In what is becoming a recurring ritual, the Austin City Council attacked the Pro-Life movement Thursday, when council members voted on a resolution targeting the recently-enacted Pro-Life Health Insurance Reform.  The resolution is based on a plethora of fallacies and myths, ignores the humanity of the preborn child, and is another misinformed episode of squandering taxpayer dollars.

During the special session last year, Texas Right to Life worked with Pro-Life Champions to enact critical Pro-Life reforms to health insurance in Texas.  Chairman John Smithee (R-Amarillo) and Senator Brandon Creighton (R-Conroe) carried the Pro-Life priority bill that removed elective abortion coverage from being automatically included in the standard package of health insurance benefits in public, private, and state employee plans in Texas.  This reform protects Pro-Life Texans from subsidizing abortions with their tax or premium dollars.  The law did not ban Texans from buying abortion insurance coverage; rather, abortion insurance coverage may still be purchased as supplemental medical coverage, treated in the same way as dental or vision coverage.

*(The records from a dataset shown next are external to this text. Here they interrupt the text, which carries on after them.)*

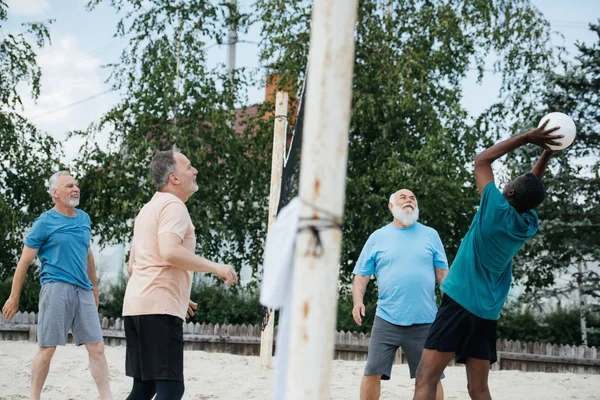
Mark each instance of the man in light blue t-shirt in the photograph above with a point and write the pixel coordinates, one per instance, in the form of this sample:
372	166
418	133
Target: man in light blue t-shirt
479	280
60	238
407	258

The Austin City Council continued their tradition of shaming Pro-Life Texans—and Pro-Life Austinites—by denouncing the Texas Legislature and calling for the full repeal of Pro-Life Health Insurance Reform.  The city council expressed deeply flawed reasoning in their support for the pro-abortion resolution.  The fundamental premise of the city council’s resolution is that abortion, like dialysis or chemotherapy, is healthcare.  That perception of healthcare is wrong.  Genuine healthcare enables the human body to properly function and the human person to flourish.  The state of pregnancy is indicative of a woman with a properly functioning reproductive system.  Rather than promote health for the woman and her preborn child, abortion halts the reproductive process and takes the life of her preborn child.  Elective abortion is not healthcare.

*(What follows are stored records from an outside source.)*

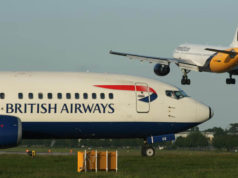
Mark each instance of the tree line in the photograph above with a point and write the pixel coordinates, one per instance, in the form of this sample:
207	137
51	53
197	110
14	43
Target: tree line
223	139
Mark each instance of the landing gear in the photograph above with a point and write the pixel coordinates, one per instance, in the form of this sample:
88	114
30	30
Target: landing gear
147	150
185	80
230	80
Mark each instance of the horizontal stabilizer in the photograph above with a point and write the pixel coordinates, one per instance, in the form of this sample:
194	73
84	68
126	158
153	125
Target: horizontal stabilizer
231	53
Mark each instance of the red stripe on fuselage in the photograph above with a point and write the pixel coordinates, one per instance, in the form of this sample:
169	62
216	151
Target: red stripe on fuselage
126	87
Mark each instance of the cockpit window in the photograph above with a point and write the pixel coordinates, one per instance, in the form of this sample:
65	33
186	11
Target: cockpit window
176	94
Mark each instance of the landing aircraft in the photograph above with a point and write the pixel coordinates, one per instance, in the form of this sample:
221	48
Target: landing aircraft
200	58
37	105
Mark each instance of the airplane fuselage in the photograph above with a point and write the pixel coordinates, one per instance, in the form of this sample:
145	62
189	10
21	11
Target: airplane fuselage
87	105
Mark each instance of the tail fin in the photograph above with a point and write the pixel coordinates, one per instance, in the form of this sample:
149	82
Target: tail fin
235	40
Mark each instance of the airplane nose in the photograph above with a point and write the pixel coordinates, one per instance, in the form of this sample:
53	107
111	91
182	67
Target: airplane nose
204	112
211	113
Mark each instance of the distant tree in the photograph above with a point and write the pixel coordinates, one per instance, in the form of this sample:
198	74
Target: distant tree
225	141
233	128
217	131
194	129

Even if we agreed, for the sake of argument, that abortion was healthcare—their argument then posits that access to abortion must be provided at the taxpayers’ expense.  This rationalization forms the basis for the pro-abortion movement’s opposition to the federal Hyde Amendment, which prohibits taxpayer funding of abortions in Medicaid.  Here, Austin City Council utilizes that same sentiment to protest Pro-Life Health Insurance Reform.  They invoke the story of Rosie Jimenez, a Texas resident who died of an abortion in McAllen in 1977 after the Hyde Amendment was added to the federal budget.  Her story is undoubtedly tragic but demonstrative of the harms abortion inherently causes women.  However, Austin City Council, along with the anti-Life movement, are using her tragic death to perpetuate a politically-expedient myth that women resort to back-alley abortions if elective abortions are not legal and not publicly funded.  The truth, which former abortionist Bernard Nathanson illuminated, is that licensed physicians performed the vast majority of abortions in sanitary clinics and hospitals, regardless of the legal status or taxpayer funding of abortion.  By ignoring this truth, Austin City Council perpetuates the illusion that repealing current common sense Pro-Life laws is necessary for the well-being of Texas women.

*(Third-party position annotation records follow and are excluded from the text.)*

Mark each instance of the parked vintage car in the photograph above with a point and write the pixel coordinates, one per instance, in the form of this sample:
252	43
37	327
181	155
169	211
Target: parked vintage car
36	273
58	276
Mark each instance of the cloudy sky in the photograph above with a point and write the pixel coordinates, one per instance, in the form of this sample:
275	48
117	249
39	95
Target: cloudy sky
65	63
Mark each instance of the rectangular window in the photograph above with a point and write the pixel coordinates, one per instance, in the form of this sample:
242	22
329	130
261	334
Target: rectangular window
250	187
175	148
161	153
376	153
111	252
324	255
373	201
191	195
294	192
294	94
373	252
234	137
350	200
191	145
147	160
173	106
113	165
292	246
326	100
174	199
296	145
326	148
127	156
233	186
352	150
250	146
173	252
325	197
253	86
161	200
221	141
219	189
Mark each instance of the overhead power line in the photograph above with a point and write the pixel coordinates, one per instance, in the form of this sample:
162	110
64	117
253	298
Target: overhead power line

Finally, the resolution noticeably dodges the most ethically significant issue of the abortion debate: the humanity of the preborn.  Any honest and serious discussion about elective abortion and whether citizens should be coerced in funding the injustice must ask, “Is the preborn child a human being?”  Are preborn children simply contents of the uterus or pregnancy tissue, or are they human beings worthy of that recognition with equal protection under the law?  Austin City Council must believe the former, falsely categorizing the Pro-Life movement as unjust aggression against equal access to legitimate healthcare.  But science and sensible ethics side with the Pro-Life movement, which concludes that abortion is the unjust killing of innocent human beings.  Sadly, this reality is lost on the pro-abortion movement.

Rather than concentrate on other issues facing their residents, the members of the Austin City Council used taxpayer dollars, time, and efforts to make a dishonest, unethical, and unscientific political attack on Life.  The Texas Legislature overwhelmingly adopted Pro-Life reforms to health insurance in the state after Pro-Life Texans voiced frustration over the previous system.  Austin does not have the power to unilaterally repeal the law, but that didn’t stop them from shilling their anti-Life rhetoric Thursday.  Rather than trying to undo the Pro-Life gains of the majority of Texans, the City of Austin should focus resources on other policy issues.